I’ll add more specification and implementation detail in the post for better understanding, thanks again for the reply!

This is the interface of the factory under the proposed structure

mapping(address wallet => bytes32 salt) internal _walletSalts;


function createAccount(bytes initData, uint256 nonce) public returns(address) {
	// 1. Use hash(initData, nonce, chainId) as the create2 salt.
	//    Including chainId information is to prevent malicious users from replaying the deploy transaction without permission.
	// 2. After the wallet is created, store the salt in the _walletSalts mapping.
}

// msg.sender is the wallet. Retrieve the wallet's salt from the mapping.
// An implicit condition here is that this UserOP has been verified by the validator of wallet.
function createAccountOnRemoteChains(
	bytes[] memory initDataOnRemoteChains,
	uint256[] chainIds
) public payable {
	// checks that salt == _walletSalts[msg.sender]
	// this insures ownership
	// loop: _createAccountOnRemoteChain()
}

function _createAccountOnRemoteChain(
	bytes memory initDataOnRemoteChain,
	uint256 chainId
) public {
	// Send cross chain message
}


// Receive cross-chain wallet creation information from cross-chain messanger.
function _createAccountGivenSalt(
	bytes memory salt,
	bytes memory initData
) internal returns(address proxy) {
	// requires only call from cross-chain messanger
	// 1. Create a wallet using the salt.
	// 2. After creation, call wallet.initialize(initData) to initialize.
}

Thanks for the answers,

About the first answer, I think adding the msg.sender to the hash function instead of the block.chainid should be enough to make sure CreateAccountOnTargetChain doesn’t create the same account for different users in case they use the same salt while ensuring users can call the same function on different chains themselves.

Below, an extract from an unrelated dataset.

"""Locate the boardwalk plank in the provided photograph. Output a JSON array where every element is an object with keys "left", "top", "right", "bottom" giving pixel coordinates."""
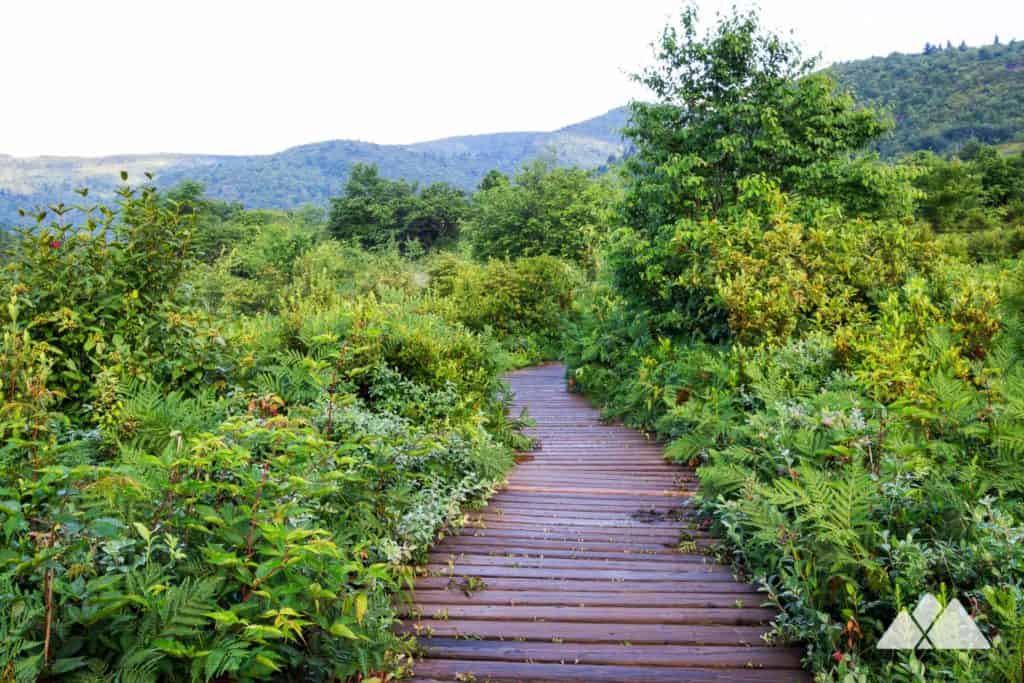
[{"left": 397, "top": 365, "right": 809, "bottom": 683}]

So that I can create the account on optimism with hash Salt = Hash(Data, Nonce, Address) and someone else can’t replay the same transaction as msg.sender would be different. But I can connect my wallet to polygon and give the same (initData, nonce) combination to create the same wallet, as long as my private key is same.

Yeah if you have an EOA that would be a go-to solution. This proposal focus on SCW under ERC-4337, where user don’t have an EOA and the msg.sender is always the bunder. In this case you cannot use msg.sender to differentiate identity.

When user generates the wallet on the first chain, the salt is public already. How do you prevent someone from taking the salt and front-run the contract deployment on the second chain? The attacker can call the factory on the second chain directly

Yes, the salt is public.

  1. the salt contains chainId information in it so it cannot be replayed on other chain.
  2. If the attacker try to front-run the transaction from the mempool in the first chain, because the salt contains InitData, the wallet’s initiation config would be the same as what you specify. In other word, the attack is deploying a wallet for you. He would create a wallet using your config (which means you have the key to manage this wallet).

How do you prevent someone from taking the salt and front-run the contract deployment on the second chain?

One of the solution is to use msg.sender as salt, for example:

function create(bytes memory publicSalt) external {
     bytes32 salt = keccak256(abi.encodePacked(msg.sender, publicSalt));
     ...
}

so even tho publicSalt is public, only msg.sender can create the same salt on other chain.

Yes indeed. As I previously replied

If you have an EOA that would be a go-to solution. This proposal focus on SCW under ERC-4337, where user don’t have an EOA and the msg.sender is always the bunder. In this case you cannot use msg.sender to differentiate identity.

Basically in 4337 all msg.sender is bundler. So you cannot use msg.sender to differentiate.